REPUBLIKA.CO.ID, YANGON -- Sistem kesehatan Myanmar hampir runtuh sejak kudeta militer pada 1 Februari lalu. Rumah sakit di perbatasan Myanmar dengan India mulai kekurangan suplai oksigen dan obat-obatan untuk merawat pasien Covid-19.
"Kami tidak memiliki cukup oksigen, peralatan medis, listrik, dokter atau ambulans.

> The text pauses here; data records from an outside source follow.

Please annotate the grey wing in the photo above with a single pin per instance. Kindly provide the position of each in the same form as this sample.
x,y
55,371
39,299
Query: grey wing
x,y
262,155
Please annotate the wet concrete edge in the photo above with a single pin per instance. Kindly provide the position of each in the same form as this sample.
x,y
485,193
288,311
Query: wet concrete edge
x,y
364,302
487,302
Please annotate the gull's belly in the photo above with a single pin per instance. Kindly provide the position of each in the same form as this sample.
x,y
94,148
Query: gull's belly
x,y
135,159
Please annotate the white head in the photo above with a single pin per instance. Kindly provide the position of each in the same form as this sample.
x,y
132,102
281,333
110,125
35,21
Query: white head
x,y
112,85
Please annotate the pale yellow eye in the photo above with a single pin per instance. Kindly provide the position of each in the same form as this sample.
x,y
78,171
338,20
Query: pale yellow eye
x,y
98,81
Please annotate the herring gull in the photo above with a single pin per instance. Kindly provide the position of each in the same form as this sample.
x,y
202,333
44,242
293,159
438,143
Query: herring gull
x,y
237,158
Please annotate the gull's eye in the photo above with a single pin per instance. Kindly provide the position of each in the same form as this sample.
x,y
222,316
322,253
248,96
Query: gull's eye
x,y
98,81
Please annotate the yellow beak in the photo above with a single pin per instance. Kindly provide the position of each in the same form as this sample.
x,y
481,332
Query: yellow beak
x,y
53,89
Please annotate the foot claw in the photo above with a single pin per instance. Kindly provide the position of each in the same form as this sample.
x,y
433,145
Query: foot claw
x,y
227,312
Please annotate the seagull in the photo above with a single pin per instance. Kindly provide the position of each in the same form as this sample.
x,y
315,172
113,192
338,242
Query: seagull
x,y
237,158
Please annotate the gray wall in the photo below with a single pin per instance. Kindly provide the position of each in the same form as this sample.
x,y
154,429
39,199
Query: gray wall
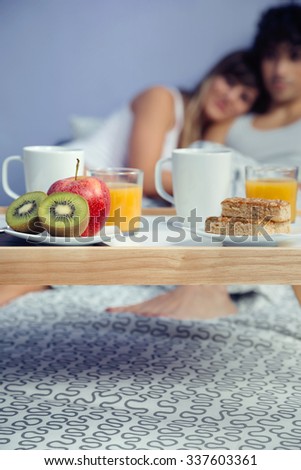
x,y
87,57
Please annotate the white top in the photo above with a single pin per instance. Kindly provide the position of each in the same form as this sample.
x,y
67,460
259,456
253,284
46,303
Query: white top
x,y
108,146
280,146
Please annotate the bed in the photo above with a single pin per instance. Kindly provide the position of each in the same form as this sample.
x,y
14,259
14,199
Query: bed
x,y
75,377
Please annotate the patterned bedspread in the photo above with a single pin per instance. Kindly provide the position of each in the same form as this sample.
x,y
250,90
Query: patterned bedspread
x,y
74,377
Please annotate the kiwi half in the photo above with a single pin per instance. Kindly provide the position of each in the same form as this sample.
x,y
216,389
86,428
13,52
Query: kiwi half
x,y
22,213
64,214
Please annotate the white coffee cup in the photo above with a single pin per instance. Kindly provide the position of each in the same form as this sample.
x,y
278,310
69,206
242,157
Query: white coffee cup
x,y
43,165
201,179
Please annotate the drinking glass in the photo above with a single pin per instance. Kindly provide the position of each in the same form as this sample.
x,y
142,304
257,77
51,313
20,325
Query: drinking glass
x,y
126,188
273,183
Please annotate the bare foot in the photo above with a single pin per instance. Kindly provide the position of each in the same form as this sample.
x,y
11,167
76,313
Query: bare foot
x,y
11,292
185,303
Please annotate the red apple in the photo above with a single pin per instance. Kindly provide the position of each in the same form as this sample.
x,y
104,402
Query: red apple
x,y
96,193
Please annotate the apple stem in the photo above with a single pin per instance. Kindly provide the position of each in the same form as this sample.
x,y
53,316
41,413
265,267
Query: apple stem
x,y
76,169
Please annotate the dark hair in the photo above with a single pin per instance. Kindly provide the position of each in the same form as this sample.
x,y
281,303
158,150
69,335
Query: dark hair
x,y
278,25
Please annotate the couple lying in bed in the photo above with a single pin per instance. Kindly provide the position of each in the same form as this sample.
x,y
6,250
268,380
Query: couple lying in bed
x,y
160,119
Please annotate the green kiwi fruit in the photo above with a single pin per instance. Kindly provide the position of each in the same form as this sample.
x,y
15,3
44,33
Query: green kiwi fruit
x,y
64,214
22,213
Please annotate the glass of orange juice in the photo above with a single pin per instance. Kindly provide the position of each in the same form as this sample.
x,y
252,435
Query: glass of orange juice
x,y
273,183
126,188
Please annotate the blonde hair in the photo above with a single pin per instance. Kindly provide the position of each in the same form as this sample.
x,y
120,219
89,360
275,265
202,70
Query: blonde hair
x,y
237,66
194,119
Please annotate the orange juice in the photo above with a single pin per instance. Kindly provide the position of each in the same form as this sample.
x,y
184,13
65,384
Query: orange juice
x,y
126,202
273,188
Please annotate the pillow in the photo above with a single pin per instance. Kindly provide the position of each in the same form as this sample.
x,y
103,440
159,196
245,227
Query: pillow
x,y
84,126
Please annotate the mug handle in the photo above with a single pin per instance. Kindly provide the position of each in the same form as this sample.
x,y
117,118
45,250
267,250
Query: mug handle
x,y
158,181
5,176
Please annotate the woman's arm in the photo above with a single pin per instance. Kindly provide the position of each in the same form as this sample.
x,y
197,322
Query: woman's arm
x,y
154,116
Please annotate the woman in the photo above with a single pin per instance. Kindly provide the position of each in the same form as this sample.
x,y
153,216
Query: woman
x,y
161,119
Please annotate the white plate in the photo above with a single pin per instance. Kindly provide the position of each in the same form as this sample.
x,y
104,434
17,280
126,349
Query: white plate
x,y
46,239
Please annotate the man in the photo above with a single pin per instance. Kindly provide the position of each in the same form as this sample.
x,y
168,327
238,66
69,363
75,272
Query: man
x,y
273,136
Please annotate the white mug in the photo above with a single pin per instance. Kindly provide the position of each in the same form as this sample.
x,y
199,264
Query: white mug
x,y
43,165
201,179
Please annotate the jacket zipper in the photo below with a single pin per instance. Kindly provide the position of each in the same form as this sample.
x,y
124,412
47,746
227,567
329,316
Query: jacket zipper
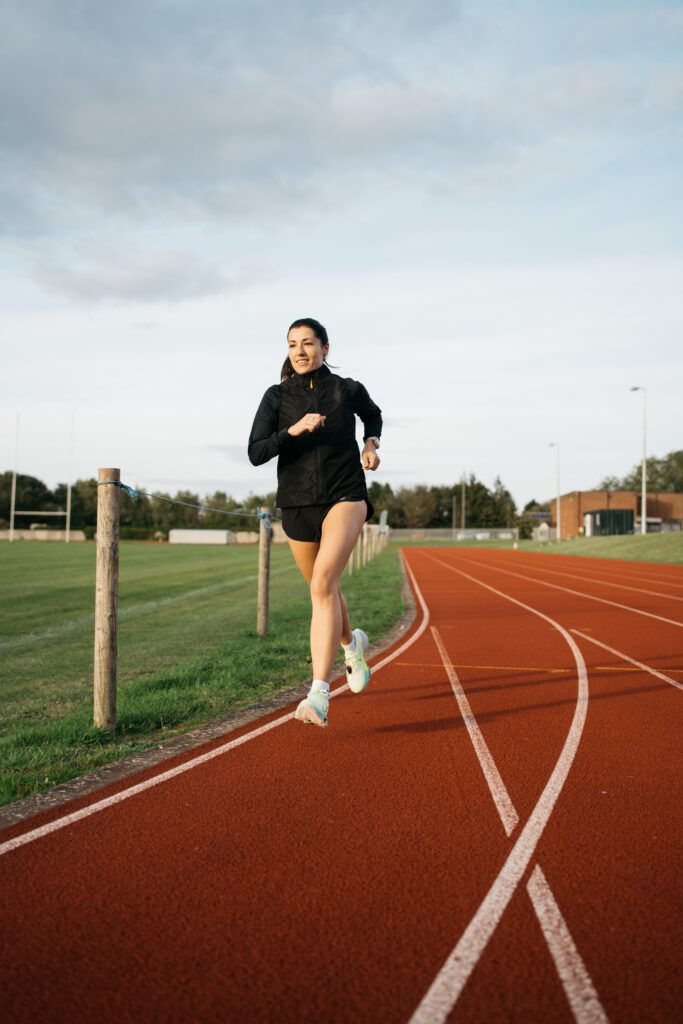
x,y
315,444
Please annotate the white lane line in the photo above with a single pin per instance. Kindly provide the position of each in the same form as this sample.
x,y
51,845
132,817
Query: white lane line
x,y
575,980
579,988
118,798
130,610
605,583
620,653
444,990
639,578
504,804
568,590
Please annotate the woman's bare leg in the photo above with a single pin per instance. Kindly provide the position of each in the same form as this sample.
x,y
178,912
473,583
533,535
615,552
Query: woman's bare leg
x,y
305,554
340,531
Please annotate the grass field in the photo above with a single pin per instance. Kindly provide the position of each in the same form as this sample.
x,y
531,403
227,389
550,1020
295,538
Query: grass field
x,y
187,646
651,548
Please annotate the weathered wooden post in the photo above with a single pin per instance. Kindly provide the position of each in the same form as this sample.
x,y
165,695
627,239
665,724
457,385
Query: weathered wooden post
x,y
107,598
264,536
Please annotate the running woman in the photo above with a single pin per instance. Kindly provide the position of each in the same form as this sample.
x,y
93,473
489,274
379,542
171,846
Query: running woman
x,y
308,421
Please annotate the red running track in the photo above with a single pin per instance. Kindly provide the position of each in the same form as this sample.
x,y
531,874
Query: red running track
x,y
489,833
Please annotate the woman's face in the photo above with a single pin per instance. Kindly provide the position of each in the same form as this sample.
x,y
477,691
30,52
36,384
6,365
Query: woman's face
x,y
305,349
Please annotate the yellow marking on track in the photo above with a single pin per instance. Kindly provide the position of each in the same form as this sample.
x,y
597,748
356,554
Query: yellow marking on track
x,y
501,668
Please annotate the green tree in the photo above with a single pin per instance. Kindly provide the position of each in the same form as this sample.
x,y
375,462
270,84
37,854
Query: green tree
x,y
31,494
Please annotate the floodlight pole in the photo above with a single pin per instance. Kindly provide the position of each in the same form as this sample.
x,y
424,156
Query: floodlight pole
x,y
12,500
559,514
71,471
643,499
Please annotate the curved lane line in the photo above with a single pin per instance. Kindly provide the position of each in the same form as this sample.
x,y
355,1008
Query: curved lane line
x,y
567,590
444,990
118,798
575,980
639,578
619,653
504,804
605,583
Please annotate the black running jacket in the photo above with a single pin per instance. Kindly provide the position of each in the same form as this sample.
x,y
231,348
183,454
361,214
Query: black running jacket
x,y
324,466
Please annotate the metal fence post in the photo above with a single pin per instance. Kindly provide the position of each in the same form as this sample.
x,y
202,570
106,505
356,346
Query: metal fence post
x,y
107,598
264,537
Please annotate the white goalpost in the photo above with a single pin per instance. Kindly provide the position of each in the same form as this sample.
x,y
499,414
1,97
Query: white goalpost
x,y
13,511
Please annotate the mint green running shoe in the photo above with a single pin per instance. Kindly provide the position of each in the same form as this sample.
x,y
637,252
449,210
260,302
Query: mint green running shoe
x,y
357,671
313,709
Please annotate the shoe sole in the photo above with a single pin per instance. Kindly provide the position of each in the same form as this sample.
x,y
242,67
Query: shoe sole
x,y
309,716
364,647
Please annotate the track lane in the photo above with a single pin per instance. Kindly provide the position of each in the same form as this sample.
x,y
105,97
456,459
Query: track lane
x,y
629,800
378,836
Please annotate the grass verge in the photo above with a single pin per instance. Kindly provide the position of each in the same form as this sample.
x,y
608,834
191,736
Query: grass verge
x,y
667,548
216,666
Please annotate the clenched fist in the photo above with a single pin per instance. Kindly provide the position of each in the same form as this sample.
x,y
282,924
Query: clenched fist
x,y
307,424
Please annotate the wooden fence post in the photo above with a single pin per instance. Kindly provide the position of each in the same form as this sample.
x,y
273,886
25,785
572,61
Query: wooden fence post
x,y
107,598
264,537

Kami beroperasi dengan tiga staf, bukan 11," ujar Kepala Perawatan Rumah Sakit Cikha, Lun Za En kepada Reuters.
Kampanye anti-virus korona di Myanmar kandas setelah militer merebut kekuasaan pada 1 Februari, dan menggulingkan pemimpin terpilih Aung San Suu Kyi. Sebelum kudeta pemerintahan Suu Kyi telah meningkatkan pengujian, karantina, dan perawatan.
Layanan di rumah sakit umum runtuh setelah banyak dokter dan perawat bergabung dalam pemogokan dalam Gerakan Pembangkangan Sipil yang menentang kekuasaan militer.
Lun Za En mengatakan rumah sakitnya menggunakan nebuliser yaitu mesin yang mengubah cairan menjadi kabut, untuk meredakan sesak napas. Beberapa pasien memiliki konsentrator oksigen, tetapi mereka hanya menyala selama dua jam sehari setelah kota mendapatkan listrik. Lun Za En mengatakan dia memutuskan untuk tidak bergabung dalam pemogokan.
"Junta tidak akan merawat pasien kami," kata Lun Za En.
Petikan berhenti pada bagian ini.